Hatch v. Palmer

58 Me. 271 | Me. | 1870

Appleton, C. J.

This is a writ of dower. Demand is admitted to have been duly made.

Davis Hatch, the husband of the demandant, mortgaged the premises, in which dower is claimed, to one Donnell. Hatch subsequently assigned all his property for the benefit of his creditors. His assignees sold the equity of redemption to the tenants for $1167, and in them deed made the conveyance “ subject to a mortgage to the late William Donnell, of mortgage and interest this day due, of $8188, to be provided for by the purchasers.”

The tenants, by accepting the deed with this clause, were to pay the Donnell mortgage. Braman v. Dowse, 12 Cush. 227. In pursuance of their agreement they paid the mortgage, took an assignment of the same, and now claim to hold it as against the widow’s right of dower in the estate.

A widow is entitled to dower in a right in equity against all but the mortgagees, and those claiming under them, but if the administrator redeem, with the assets of the estate, she is let in to dower without contribution. Rossiter v. Cossit, 15 N. H. 38. One possessed of an equity of redemption conveyed the premises in fee, the grantee agreeing to pay to the mortgagee the amount due on the mortgage and the balance to the grantor, which was done. The wife of the grantor was held entitled to dower. Bolton v. Ballard, 13 Mass. 226. In McCabe v. Swap, 14 Allen, 188, it was held that if a deed of land contained an express stipulation that the grantee shall pay off an existing mortgage upon the land, as a part of the consideration of the deed, and save the grantor harmless therefrom, a payment of that amount and an assignment of the mortgage to him will operate as extinguishment of it, and the widow of the mortgager, though she may have released her right of dower in the premises to the mortgagee, will, upon such extinguishment of the mortgage, be entitled to dower in the estate. In this case, the mortgage debt was left in the tenant’s hands with which to pay the mortgage, which they were to do. Having done it in pursuance of this agreement, they are not to hold the mortgage as a subsisting incumbrance, for the payment was made with the funds of the *273‘mortgager. Where a mortgage debt is paid by one wlio is bound by contract to pay it, and be pays it and takes an assignment, the assignment will be held to be a discharge, though an assignment in form.

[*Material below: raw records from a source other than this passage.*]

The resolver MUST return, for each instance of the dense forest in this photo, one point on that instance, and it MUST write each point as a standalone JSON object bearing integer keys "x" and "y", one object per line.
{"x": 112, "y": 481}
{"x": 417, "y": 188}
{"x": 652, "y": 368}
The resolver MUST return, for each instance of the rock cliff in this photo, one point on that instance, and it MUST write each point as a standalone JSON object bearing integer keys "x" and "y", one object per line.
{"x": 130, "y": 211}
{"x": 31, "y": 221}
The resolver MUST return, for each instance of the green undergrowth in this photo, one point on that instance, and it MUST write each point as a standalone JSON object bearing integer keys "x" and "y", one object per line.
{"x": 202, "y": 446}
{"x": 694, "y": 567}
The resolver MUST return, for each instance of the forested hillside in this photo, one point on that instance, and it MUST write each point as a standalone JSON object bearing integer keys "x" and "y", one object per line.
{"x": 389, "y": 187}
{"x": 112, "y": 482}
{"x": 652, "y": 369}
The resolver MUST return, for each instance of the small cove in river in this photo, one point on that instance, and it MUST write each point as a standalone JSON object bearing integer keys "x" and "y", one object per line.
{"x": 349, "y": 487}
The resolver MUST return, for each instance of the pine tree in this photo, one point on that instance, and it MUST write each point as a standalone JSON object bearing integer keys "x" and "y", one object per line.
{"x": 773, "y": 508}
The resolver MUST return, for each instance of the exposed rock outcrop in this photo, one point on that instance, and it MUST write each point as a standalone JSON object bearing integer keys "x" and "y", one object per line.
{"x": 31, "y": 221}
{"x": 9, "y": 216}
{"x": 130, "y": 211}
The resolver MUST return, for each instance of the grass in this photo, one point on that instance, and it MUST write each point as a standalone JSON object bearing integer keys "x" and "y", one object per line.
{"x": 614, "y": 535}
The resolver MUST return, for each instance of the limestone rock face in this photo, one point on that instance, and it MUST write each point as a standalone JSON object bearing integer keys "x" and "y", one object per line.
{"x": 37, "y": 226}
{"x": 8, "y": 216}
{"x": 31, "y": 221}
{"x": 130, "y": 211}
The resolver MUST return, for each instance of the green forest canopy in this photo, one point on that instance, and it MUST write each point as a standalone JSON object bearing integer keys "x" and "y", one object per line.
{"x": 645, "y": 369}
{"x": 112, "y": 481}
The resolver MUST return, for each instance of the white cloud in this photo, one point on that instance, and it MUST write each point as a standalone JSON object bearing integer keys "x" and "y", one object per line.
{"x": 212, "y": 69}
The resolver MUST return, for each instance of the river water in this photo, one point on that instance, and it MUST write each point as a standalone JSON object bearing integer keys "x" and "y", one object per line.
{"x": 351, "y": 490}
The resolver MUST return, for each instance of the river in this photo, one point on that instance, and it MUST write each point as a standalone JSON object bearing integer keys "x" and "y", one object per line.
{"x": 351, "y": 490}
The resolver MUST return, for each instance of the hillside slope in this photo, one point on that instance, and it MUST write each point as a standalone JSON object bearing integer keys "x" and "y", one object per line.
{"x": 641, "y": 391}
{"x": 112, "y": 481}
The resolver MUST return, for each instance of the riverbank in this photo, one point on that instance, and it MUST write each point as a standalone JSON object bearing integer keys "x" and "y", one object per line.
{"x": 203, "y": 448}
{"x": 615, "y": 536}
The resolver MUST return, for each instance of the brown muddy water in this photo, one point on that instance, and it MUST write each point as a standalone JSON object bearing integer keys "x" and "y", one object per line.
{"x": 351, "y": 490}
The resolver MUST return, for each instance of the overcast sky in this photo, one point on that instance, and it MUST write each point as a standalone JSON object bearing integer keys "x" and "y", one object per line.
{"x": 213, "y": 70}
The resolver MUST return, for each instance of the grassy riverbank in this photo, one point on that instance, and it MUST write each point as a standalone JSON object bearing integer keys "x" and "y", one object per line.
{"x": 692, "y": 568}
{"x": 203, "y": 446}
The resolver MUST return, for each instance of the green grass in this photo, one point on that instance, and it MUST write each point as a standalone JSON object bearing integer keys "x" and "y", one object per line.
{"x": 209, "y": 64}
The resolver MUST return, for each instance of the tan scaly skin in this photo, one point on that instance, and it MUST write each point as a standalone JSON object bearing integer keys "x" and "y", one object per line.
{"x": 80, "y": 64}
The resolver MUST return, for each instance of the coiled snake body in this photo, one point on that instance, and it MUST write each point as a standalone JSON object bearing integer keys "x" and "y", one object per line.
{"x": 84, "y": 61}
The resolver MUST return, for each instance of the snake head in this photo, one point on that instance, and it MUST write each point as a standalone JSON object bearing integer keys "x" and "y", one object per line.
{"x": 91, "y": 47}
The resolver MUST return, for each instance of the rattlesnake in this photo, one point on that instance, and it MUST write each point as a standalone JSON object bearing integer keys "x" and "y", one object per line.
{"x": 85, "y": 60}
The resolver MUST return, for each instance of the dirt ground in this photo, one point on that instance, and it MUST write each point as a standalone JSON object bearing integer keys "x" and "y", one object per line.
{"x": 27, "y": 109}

The tenants paid $4850 for the estate conveyed to them. The amount of $3183 was reserved in their hands to pay the mortgage. Had this been made by Hatch in his lifetime, there would have been no question as to the discharge of the mortgage. But it makes no difference whether paid by him or his administrator or assignee, with the assets of the estate, the defendants having accepted a deed of the interest of Hatch, upon the condition or implied promise that they would provide for the mortgage.

Judgment for demandant.

Cutting, Kent, Dickerson, Barrows,.and Tapley, JJ., concurred.